Apakah saya perlu banyak GPU untuk melatih, atau satu sudah cukup?
Tergantung pada ukuran model dan dataset. Model yang lebih kecil, fine-tuning, dan metode efisien parameter sering berjalan baik pada satu GPU dengan VRAM besar. Fine-tune penuh dan model yang lebih besar mendapat manfaat dari node multi-GPU dengan interkoneksi cepat, dan hanya pekerjaan pre-training terbesar yang benar-benar membutuhkan klaster multi-node dengan jaringan berkecepatan tinggi antar mesin.

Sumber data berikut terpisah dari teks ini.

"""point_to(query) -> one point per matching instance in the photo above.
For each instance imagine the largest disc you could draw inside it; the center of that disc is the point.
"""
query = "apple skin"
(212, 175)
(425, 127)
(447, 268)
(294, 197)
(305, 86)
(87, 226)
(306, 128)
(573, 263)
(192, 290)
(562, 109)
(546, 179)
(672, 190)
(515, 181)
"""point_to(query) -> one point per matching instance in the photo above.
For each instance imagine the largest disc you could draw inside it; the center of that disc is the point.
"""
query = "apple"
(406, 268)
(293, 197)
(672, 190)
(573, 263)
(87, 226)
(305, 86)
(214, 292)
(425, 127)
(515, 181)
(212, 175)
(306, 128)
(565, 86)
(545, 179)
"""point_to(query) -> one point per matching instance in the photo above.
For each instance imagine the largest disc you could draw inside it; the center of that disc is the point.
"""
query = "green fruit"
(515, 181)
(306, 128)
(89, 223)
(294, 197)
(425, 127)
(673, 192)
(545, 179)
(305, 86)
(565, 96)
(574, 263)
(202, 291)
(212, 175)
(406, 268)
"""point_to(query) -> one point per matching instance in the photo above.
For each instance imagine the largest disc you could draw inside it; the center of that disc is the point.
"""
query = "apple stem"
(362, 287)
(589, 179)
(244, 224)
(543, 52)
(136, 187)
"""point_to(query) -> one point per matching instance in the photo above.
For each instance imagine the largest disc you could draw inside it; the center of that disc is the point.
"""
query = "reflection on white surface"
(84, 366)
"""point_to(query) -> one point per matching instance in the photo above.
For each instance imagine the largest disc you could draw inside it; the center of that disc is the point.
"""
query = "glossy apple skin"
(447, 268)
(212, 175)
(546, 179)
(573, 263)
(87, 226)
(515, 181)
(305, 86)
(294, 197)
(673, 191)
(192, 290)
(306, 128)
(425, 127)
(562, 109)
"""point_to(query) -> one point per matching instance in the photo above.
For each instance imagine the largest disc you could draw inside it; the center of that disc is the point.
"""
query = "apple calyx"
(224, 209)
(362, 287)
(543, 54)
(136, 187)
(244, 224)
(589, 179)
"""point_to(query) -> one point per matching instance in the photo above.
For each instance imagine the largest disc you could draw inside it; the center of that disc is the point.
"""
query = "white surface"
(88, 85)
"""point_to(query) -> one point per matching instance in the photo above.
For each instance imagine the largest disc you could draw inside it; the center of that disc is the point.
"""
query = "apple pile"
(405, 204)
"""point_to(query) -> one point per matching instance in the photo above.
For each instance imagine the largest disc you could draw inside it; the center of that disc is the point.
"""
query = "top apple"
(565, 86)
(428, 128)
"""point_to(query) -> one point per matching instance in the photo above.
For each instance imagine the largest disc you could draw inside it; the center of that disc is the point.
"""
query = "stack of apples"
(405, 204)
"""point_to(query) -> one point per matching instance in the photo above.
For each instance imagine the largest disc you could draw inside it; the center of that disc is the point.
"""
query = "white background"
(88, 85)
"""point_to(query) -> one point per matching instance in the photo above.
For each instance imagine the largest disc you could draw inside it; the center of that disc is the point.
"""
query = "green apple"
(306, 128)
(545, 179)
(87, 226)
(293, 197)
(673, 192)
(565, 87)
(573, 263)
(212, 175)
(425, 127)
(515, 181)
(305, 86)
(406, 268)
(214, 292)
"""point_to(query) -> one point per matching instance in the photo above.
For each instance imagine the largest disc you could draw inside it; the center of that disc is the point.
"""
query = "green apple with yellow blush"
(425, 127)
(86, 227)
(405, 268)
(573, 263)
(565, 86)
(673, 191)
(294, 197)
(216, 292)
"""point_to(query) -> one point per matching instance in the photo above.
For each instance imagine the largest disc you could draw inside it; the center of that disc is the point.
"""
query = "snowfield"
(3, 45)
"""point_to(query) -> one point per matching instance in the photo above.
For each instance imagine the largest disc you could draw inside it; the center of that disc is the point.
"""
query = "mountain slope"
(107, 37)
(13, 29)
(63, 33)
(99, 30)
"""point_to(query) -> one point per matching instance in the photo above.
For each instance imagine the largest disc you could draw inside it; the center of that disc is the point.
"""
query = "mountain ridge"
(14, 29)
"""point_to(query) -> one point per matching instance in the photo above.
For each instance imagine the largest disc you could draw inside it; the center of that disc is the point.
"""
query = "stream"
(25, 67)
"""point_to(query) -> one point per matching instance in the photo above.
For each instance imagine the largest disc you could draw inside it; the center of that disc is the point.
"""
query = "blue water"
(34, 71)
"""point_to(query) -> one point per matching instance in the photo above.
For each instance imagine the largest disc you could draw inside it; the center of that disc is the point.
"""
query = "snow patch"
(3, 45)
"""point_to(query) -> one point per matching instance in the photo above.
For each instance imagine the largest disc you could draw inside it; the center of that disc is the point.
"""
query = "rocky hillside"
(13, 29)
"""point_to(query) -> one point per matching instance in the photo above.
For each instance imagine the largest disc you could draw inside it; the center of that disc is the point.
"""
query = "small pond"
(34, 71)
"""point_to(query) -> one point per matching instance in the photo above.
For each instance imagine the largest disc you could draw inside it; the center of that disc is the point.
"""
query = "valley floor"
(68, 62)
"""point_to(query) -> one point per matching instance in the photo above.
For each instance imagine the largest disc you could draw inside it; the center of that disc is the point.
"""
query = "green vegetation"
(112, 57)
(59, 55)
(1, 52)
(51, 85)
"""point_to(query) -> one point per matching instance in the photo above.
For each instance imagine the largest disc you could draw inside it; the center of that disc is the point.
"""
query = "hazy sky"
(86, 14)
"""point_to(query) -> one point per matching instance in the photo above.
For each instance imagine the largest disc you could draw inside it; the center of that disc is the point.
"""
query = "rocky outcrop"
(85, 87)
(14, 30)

Mengapa interkoneksi sangat penting untuk pelatihan?
Pelatihan terdistribusi terus-menerus menyinkronkan gradien antar GPU. Jika tautan antar kartu atau node lambat, komunikasi itu menghambat setiap langkah dan GPU menganggur menunggu satu sama lain. Interkoneksi cepat seperti NVLink dalam satu node dan InfiniBand antar node mencegah sinkronisasi menjadi hambatan, sehingga penambahan perangkat keras benar-benar mempercepat proses daripada hanya menambah beban.